Dans la résolution, le Conseil de sécurité condamne également les destructions du patrimoine culturel iraquien et syrien, commises en particulier par l'EIIL et par le Front el-Nosra, qu'il s'agisse de dommages accidentels ou de destructions intentionnelles.

Il note « avec préoccupation que l'EIIL, le Front el-Nosra et d'autres individus, groupes, sociétés ou entités associés à Al-Qaïda génèrent des revenus en procédant, directement ou indirectement au pillage et à la contrebande d'objets appartenant au patrimoine culturel provenant de sites archéologiques, de musées, de bibliothèques, d'archives et d'autres sites en Syrie et en Iraq, qui sont ensuite utilisés pour financer leurs efforts de recrutement ou pour améliorer leurs capacités opérationnelles d'organiser et de mener des attentats terroristes ».

Le Conseil de sécurité décide que tous les Etats membres doivent prendre « les mesures voulues pour empêcher le commerce de biens culturels irakiens et syriens et des autres objets ayant une valeur archéologique, historique, culturelle, scientifique ou religieuse ».

S'agissant des enlèvements contre rançon, les membres du Conseil de sécurité ont réitéré leur condamnation de ces enlèvements et prises d'otage par l'EIIL et le Front el-Nosra et se disent déterminés « à prévenir les enlèvements et les prises d'otage perpétrés par les groupes terroristes et à faire en sorte que les otages soient libérés en toute sécurité sans que soient versées des rançons ni accordées de concessions politiques ».

Ils ont réitéré l'appel qu'ils ont lancé à tous les Etats membres pour qu'ils empêchent les terroristes « de profiter directement ou indirectement de rançons ou de concessions politiques et fassent en sorte que les otages soient libérés sains et saufs ».

Le Conseil de sécurité engage également les Etats membres à prendre des mesures pour faire en sorte que les institutions financières sises sur leur territoire empêchent l'EIIL, le Front el-Nosra et d'autres individus, groupes, entreprises et entités associés à Al-Qaïda d'avoir accès au système financier international.

La Directrice générale de l'Organisation des Nations Unies pour l'éducation, la science et la culture (UNESCO), Irina Bokova, a salué l'adoption de cette résolution.

« L'adoption de la résolution 2199 est une étape décisive dans le renforcement de la protection du patrimoine culturel de l'Iraq et de la Syrie.

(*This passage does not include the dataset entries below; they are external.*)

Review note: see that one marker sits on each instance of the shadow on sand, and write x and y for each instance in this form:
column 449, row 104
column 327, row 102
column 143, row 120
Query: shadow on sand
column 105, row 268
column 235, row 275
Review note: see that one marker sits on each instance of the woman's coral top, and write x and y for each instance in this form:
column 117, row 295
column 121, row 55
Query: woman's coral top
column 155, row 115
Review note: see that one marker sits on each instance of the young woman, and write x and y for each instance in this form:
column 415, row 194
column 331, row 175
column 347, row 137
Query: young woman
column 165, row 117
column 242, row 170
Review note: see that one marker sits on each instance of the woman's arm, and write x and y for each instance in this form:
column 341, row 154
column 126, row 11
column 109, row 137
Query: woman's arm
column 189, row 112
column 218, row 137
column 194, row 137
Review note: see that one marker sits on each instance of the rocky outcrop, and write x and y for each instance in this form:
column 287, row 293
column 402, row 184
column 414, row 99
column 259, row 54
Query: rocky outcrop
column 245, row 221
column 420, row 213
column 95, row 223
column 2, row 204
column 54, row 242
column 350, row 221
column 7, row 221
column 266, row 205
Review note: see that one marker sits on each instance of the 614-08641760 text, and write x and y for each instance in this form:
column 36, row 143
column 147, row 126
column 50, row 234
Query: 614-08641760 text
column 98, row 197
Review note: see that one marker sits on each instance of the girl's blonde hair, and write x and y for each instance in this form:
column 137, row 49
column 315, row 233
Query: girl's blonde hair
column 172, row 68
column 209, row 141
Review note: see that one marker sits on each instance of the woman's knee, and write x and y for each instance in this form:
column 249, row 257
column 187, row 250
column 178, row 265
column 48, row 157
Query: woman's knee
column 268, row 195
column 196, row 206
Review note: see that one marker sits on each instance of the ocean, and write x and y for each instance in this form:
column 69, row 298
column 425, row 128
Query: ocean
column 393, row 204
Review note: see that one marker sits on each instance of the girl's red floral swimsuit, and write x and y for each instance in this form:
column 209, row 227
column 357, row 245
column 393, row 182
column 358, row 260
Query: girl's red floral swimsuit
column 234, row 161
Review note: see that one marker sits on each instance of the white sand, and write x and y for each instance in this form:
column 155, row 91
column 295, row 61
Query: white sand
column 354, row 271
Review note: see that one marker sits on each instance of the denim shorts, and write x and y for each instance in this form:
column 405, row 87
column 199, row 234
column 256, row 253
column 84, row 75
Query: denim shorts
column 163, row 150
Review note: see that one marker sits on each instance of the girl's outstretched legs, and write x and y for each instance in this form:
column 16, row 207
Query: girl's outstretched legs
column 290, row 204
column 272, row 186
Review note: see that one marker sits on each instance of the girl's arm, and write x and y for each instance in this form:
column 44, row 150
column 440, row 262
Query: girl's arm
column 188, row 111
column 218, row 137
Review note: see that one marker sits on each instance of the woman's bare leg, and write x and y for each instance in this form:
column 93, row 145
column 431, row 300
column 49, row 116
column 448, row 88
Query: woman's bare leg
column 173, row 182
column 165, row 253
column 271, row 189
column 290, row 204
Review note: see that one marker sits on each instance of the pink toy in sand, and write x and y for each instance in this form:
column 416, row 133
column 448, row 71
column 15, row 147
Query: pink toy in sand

Elle étend notamment à la Syrie l'interdiction du commerce des biens culturels qui s'applique déjà pour l'Iraq depuis 2003. Elle reconnaît explicitement que le pillage, la destruction et le trafic du patrimoine culturel ne sont pas seulement une tragédie culturelle – il s'agit d'une urgence politique et de sécurité qu'il faut impérativement prendre en compte dans tous les efforts de paix », a déclaré la Directrice générale.

« La destruction et le pillage du patrimoine de l'Iraq et de la Syrie ont atteint des niveaux sans précédent. Le trafic illicite des biens culturels alimente le conflit en procurant des revenus aux groupes armés et aux terroristes. Cette résolution reconnaît que le patrimoine culturel se situe en première ligne des conflits d'aujourd'hui, et joue un rôle de premier plan pour restaurer la sécurité et construire une réponse politique à la crise », a-t-elle ajouté.